L’abbraccio tra Conceiçao e i giocatori del Milan a fine partita
Appena finita la partita, l’abbraccio forte con Francisco, concluso con un bacio sulla fronte del padre al figlio: «Io ero contento, lui un po’ più triste, questa è la vita». Poi la parentesi familiare si è chiusa e ha lasciato posto alla gioia sportiva: Conceiçao ha stretto a sé i suoi giocatori e li ha riuniti in circolo per un lungo momento collettivo, per ritrovare quell’empatia collettiva che ormai si era persa nella gestione Fonseca: «Ci vuole passione nella vita, il calcio è passione, è emozione: sono momenti bellissimi».
Il Milan è cambiato nell’intervallo
Eppure il nuovo tecnico portoghese del Milan non finge di essere quello che non è: «Nell’intervallo non ho dato baci, mi sono arrabbiato perché in campo non abbiamo fatto quello che avevamo preparato. La squadra aveva tanti dubbi, la palla circolava lentamente. Abbiamo parlato, ci siamo guardati negli occhi. I ragazzi dovevano capire cosa fare per vincere. E l’hanno fatto, sono stati coraggiosi e hanno meritato la vittoria».
Conceiçao e la gestione dei calciatori
Nel primo tempo, Conceiçao ha visto «il Milan di qualche settimana fa.
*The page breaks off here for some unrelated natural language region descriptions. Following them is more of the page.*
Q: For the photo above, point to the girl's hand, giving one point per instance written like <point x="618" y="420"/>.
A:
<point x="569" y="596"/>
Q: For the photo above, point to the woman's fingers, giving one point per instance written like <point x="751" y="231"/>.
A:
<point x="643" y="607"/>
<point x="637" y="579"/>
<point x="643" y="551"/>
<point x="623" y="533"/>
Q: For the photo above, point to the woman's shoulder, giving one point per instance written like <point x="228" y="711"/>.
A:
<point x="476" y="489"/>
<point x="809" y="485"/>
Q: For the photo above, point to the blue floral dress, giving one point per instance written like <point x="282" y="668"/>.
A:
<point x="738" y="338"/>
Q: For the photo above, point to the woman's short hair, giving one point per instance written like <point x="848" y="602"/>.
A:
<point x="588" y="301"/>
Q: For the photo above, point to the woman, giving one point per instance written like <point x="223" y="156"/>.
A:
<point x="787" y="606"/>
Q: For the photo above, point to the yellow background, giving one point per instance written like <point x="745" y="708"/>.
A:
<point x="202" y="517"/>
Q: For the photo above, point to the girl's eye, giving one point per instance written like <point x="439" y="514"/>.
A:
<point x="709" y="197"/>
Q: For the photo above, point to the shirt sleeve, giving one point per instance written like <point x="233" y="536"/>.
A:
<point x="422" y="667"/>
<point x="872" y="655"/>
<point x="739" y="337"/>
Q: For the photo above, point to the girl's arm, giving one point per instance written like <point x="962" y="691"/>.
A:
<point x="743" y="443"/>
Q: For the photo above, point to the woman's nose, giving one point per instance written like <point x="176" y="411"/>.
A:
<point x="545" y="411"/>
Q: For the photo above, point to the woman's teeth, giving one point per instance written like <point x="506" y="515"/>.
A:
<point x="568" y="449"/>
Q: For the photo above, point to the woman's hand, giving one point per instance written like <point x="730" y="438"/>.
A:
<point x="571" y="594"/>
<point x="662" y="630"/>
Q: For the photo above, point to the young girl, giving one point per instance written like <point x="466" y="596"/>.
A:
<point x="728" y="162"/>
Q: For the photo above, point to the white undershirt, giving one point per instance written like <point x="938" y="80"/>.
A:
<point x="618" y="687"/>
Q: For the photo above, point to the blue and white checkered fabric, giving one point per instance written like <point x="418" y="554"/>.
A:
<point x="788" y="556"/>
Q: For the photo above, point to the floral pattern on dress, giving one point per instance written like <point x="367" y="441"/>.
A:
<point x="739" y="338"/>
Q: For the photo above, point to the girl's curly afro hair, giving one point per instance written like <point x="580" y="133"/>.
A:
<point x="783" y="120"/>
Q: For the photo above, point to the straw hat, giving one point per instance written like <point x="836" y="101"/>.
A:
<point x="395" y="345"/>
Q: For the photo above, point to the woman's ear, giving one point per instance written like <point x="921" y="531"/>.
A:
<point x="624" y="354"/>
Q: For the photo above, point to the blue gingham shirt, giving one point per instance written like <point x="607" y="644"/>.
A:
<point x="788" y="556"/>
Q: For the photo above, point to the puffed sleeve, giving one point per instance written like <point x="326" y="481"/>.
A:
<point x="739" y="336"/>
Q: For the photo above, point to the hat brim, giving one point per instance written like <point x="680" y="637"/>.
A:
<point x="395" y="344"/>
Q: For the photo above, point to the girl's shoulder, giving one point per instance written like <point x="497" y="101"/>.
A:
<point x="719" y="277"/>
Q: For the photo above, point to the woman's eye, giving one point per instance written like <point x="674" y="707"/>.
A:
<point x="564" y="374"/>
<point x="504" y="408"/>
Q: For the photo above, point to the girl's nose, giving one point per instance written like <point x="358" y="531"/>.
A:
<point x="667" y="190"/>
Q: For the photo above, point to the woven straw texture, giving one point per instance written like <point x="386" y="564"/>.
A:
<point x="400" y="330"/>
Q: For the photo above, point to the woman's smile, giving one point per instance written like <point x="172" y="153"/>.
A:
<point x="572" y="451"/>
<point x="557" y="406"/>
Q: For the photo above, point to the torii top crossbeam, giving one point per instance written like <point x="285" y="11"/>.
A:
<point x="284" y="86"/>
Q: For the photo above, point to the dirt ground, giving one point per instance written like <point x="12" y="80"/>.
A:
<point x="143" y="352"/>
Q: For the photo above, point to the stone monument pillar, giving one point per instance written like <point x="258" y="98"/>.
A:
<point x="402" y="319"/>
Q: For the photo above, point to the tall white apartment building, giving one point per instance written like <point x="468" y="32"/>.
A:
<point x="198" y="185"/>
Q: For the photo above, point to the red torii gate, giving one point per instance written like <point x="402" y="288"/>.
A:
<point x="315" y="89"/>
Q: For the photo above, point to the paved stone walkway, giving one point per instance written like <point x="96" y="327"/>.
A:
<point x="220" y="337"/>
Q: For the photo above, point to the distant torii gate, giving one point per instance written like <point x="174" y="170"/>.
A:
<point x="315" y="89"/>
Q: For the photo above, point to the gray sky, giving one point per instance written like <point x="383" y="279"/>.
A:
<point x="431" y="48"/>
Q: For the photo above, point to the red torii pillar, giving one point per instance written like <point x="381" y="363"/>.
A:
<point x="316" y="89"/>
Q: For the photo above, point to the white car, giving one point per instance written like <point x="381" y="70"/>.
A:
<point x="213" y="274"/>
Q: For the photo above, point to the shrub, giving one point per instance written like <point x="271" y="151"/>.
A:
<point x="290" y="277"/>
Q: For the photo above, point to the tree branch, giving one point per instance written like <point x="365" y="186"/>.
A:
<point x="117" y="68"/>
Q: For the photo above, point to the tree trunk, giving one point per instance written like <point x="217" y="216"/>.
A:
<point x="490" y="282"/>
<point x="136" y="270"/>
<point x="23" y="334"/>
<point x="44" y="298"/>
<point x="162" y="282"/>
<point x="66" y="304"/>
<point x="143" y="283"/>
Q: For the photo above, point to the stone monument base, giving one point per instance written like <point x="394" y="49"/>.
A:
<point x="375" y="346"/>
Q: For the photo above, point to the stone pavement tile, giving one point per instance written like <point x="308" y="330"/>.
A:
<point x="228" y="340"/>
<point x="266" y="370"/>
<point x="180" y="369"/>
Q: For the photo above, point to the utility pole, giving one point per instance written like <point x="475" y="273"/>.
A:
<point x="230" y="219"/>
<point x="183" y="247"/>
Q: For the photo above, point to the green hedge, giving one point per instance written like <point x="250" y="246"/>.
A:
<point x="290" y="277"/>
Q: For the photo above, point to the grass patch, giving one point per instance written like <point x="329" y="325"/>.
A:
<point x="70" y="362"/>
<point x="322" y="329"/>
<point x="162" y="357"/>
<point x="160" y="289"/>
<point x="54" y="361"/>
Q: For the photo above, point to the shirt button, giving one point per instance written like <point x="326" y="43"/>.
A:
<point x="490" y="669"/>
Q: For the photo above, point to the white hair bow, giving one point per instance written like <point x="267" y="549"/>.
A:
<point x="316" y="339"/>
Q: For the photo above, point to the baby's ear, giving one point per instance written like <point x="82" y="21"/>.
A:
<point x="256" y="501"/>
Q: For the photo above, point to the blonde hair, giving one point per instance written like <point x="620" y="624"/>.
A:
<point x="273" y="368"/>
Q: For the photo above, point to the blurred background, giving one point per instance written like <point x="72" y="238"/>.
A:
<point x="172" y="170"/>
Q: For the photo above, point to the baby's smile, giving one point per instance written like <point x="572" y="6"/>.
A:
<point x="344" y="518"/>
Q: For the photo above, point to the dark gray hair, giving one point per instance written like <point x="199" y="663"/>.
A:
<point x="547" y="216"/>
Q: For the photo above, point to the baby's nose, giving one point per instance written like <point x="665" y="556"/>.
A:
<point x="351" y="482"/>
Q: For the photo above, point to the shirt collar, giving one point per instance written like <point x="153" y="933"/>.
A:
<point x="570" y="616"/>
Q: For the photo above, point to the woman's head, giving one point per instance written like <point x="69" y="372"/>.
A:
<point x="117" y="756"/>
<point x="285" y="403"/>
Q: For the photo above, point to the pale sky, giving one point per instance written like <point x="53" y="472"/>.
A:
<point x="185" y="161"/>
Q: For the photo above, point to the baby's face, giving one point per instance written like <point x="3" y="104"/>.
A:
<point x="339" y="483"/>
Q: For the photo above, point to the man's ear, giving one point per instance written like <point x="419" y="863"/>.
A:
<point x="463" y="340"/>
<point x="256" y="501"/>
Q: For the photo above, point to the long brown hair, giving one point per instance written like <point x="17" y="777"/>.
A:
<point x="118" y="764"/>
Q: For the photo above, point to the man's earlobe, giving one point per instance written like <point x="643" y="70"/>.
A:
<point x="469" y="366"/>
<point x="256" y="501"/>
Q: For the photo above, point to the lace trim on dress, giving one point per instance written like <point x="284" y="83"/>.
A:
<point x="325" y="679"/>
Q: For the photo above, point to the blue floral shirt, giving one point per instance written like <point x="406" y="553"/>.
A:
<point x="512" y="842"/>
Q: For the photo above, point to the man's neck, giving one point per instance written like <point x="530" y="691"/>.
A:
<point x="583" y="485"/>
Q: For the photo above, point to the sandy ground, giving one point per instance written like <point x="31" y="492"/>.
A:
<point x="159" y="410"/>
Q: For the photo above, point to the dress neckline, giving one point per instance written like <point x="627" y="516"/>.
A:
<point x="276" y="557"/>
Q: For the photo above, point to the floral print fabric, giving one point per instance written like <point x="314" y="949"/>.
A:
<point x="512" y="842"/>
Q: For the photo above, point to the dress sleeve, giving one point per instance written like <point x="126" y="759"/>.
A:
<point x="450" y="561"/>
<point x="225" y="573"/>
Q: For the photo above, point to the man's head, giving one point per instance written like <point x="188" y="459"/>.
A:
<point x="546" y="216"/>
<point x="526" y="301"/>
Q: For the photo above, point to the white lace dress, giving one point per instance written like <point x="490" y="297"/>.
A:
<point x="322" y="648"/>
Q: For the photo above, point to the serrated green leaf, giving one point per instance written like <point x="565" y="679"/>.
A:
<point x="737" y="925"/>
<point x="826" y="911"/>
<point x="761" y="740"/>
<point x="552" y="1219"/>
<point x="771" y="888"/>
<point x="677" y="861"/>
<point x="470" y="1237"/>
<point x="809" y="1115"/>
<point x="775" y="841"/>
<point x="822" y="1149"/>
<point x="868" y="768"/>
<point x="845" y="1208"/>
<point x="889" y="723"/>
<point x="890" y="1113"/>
Il gruppo è forte e umile, gli manca ancora quella buona cattiveria per fare qualcosa in più, ma sono sicuro che arriverà con il tempo». Un tempo in cui Conceiçao sa bene come agire: «Non sono una persona simpatica. Non sono il tipo da abbracci, capita più spesso che mi arrabbi. Ma mi fa piacere che i giocatori abbiamo accettato un allenatore che non sorride tanto. I calciatori a volte hanno bisogno di belle parole, ma a volte anche di qualche botta. Del resto, io sono qui per vincere, non per trovare amici». Lunedì il suo primo derby sulla sponda rossonera. E la caccia al trofeo numero 12 da allenatore.